Radix
- First edition
- Author: A. A. Attanasio
- Cover artist: Fred Marcellino
- Language: English
- Series: Radix Tetrad
- Genre: Science fiction
- Publisher: William Morrow
- Publication date: 1981
- Publication place: United States
- Media type: Print (hardback & paperback)
- Pages: 467
- ISBN: 0-688-00135-1
- OCLC: 7306214
- Dewey Decimal: 813/.54 19
- LC Class: PS3551.T74 R3
- Followed by: In Other Worlds

= Radix (novel) =

1981 novel by A. A. Attanasio

Radix is a science fiction novel by American writer A. A. Attanasio, published in 1981 by Morrow. It was his debut work of science fiction. It was nominated for the Nebula Award for Best Novel in 1981. It is the first of four books in Attanasio's Radix Tetrad, followed by In Other Worlds in 1984.

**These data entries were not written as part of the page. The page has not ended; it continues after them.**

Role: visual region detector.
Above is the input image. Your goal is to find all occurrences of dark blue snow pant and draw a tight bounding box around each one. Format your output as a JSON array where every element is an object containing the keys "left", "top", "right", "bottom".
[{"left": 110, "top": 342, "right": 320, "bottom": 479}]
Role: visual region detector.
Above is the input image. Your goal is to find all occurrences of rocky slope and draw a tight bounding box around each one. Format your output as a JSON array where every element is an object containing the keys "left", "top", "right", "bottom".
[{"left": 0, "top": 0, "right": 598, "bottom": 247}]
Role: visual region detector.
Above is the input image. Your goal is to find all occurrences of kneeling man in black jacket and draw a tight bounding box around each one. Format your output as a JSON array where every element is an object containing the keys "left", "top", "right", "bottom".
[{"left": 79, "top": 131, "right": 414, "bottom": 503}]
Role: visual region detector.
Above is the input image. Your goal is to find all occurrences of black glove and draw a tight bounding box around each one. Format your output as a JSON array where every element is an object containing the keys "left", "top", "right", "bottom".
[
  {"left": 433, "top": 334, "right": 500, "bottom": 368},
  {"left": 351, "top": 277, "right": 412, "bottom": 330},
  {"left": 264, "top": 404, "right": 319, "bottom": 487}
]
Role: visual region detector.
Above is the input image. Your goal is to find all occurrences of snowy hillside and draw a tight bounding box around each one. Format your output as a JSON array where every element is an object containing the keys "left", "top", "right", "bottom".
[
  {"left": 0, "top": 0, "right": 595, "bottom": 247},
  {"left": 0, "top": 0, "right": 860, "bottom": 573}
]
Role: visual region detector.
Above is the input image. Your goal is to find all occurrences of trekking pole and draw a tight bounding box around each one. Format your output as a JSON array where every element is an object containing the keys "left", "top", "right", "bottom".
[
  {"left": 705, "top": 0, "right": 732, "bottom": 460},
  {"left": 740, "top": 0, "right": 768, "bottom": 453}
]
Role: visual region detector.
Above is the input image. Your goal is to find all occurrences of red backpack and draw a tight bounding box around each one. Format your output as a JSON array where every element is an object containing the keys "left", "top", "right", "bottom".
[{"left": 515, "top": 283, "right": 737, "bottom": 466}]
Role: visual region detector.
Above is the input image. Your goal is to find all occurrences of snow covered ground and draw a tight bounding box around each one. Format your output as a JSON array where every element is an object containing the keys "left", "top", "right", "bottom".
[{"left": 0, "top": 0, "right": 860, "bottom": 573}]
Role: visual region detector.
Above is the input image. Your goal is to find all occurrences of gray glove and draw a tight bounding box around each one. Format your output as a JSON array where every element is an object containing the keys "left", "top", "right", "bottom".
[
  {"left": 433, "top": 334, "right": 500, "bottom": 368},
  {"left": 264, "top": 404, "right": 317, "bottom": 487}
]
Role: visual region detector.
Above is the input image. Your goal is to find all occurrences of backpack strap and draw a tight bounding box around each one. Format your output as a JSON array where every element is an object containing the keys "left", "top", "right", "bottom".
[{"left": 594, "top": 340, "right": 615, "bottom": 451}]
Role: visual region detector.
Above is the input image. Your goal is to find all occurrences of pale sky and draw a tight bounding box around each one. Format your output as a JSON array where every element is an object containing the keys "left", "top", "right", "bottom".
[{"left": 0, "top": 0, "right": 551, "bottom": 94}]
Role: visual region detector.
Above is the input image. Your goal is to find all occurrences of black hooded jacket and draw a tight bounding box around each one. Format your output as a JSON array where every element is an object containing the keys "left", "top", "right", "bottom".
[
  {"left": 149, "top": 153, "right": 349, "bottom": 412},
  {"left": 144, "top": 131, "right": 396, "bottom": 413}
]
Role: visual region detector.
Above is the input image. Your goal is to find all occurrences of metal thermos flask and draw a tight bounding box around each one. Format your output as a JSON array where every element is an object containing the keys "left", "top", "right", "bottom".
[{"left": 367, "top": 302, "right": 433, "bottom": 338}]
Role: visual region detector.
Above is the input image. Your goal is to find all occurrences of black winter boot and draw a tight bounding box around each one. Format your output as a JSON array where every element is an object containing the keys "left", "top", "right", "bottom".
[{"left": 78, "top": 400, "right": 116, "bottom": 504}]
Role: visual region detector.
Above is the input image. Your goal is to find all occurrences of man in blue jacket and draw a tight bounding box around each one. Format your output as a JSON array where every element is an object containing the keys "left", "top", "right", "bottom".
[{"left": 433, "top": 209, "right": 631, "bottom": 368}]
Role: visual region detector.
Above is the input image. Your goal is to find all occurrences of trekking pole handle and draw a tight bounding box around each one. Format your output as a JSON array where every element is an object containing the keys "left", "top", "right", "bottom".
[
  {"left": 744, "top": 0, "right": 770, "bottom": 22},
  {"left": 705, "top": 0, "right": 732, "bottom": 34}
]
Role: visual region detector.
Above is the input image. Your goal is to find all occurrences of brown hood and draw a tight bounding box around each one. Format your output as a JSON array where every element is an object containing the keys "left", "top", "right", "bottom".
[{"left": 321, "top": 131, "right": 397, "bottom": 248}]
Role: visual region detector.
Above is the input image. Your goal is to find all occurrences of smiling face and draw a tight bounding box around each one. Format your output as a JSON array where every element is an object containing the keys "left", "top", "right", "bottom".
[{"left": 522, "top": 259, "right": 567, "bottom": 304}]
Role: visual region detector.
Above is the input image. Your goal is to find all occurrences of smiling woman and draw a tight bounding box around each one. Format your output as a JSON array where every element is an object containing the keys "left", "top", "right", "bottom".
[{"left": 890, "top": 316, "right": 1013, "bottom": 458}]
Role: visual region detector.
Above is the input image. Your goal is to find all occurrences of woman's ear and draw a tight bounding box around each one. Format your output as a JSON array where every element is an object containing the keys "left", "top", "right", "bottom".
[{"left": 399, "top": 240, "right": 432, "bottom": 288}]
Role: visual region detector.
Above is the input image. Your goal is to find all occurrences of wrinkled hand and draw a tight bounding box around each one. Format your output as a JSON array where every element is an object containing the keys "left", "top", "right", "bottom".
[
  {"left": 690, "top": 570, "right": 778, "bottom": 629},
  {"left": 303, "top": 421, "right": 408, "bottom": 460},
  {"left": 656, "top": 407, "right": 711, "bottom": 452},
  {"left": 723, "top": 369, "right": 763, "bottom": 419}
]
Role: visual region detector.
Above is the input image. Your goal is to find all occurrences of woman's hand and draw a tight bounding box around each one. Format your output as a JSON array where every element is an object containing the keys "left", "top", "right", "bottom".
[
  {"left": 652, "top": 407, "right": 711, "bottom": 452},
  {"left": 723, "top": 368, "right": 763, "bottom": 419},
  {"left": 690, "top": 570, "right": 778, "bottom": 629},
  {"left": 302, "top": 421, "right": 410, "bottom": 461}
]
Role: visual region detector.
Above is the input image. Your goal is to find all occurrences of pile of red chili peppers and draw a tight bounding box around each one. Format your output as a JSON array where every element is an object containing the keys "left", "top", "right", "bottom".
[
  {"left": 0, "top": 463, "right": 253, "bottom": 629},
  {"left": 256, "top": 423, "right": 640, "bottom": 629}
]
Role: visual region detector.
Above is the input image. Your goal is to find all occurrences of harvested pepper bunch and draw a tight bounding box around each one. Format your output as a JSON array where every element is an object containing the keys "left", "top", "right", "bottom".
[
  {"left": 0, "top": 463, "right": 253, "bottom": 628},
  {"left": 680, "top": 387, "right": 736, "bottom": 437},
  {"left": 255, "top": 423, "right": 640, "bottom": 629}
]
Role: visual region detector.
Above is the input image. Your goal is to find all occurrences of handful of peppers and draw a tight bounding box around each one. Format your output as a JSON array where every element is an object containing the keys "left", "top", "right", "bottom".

Radix is the story of a young man's odyssey of self-discovery, from dangerous adolescent to warrior, from outcast to near-god, in a far-future Earth dramatically changed from the one we know.

== Characters ==
=== Sumner Kagan's alter-egos ===
- Sumner Kagan: The novel's hero, an overweight rebellious young man from a dysfunctional single-parent family. Father of Corby.
- The Eth: One of Sumner Kagan's alter-egos, a powerful being created by accident by the Delph's fears.
- Lotus Face: The name the Serbota tribe give to Sumner Kagan because of a facial scar in the shape of a lotus.
- Sugarat: One of Sumner Kagan's alternate identities, an unlikely vigilante who exacts a brutal revenge on local gangs that have negatively affected his life in some way.

=== Sumner's companions ===
- Corby: A voor, child of Jeanlu and Sumner Kagan. Eventually he puts his mind into Sumner Kagan's body.
- Nefandi: An artificial man bioengineered by the eo. He serves the godmind called the Delph in return for a drugless brain stimulator called Coobla.
- Dice: An inmate at a military prison called Meat City who befriends Sumner Kagan.
- Ardent Fang: A member of the mutant Serbota tribe.
- Drift: A né, also a member of the Serbota tribe and a genderless being with telepathic abilities.

=== Minor characters ===
- Zelda: Sumner Kagan's mother, who makes a living as a spirit guide.
- Johnny Yesterday: A lodger at Sumner Kagan's mother's house. An old man whose genetic mutations allow for "deep mind" abilities, which occasionally manifest themselves telekenetically.
- Jeanlu: A voor, who lives in the Rigalu salt flats. Mother of Corby.
- Broux: The commander of Meat City who trains Sumner Kagan.
- Bonescrolls: A long-lived being who has had many different bodies. He has powerful mutant abilities and is a protector of the Serbota tribe.

=== The Delph ===
- The Delph: A godmind whose powerful mental abilities are waning.
- Jac Halevy-Cohen: A mutant from an earlier time whose mental abilities evolve him into the Delph.